WAT is a highly heterogeneous organ. Depot-specific differences are present in rodents, rabbits, guinea pigs, humans and other mammals, indicating a strong evolutionary advantage. The apparent compartmentalization of adipose tissue in the body roots from the differential developmental origin of the precursor cells in different and within depots. This inter- and intradepot heterogeneity is gradually amplified during WAT expansion by cell-autonomous differences in the dynamic turnover of adipocytes, regulation of lipid flux and metabolism and also cytokine profile. All these factors are influenced by genetic predisposition, environment, gender and age. Together, they define the tendency and mode of the development of obesity, which in turn determine the susceptibility to a range of cardiometabolic diseases (Figure 3). Finally, it should be noted that the adipose organ has been grossly categorized into subcutaneous and visceral depots to fit the scope of this review, and does not entirely reflect the real situation in animals or humans. In particular, the unique anatomical and physiological roles of epicardial[138] and perivascular adipose tissue,[139] two subdepots of visceral fat, have further contributed to the complex concept of depot specificity of WAT.

Figure 3

Currently identified regulators and processes that give rise to heterogeneity in white adipose tissue (WAT) which, together with environmental factors, in turn contribute to differential cardiometabolic risks.

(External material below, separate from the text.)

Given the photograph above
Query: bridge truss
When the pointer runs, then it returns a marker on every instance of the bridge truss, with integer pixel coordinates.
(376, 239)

Further studies to refine current knowledge on the heterogeneity of WAT are required before the clinical implementation of WAT depot-specific therapies to combat obesity-related cardiometabolic diseases. In particular, prospective studies that examine the association between each of the fat depot and cardiovascular risks will help to define the roles of each individual fat depot in the onset and/or progression of the diseases. In addition, further genetic and biochemical manipulation of the identified key factors that give rise to the heterogeneity in WAT may provide further mechanistic insights on the origin, development and physiological functions of each WAT depot.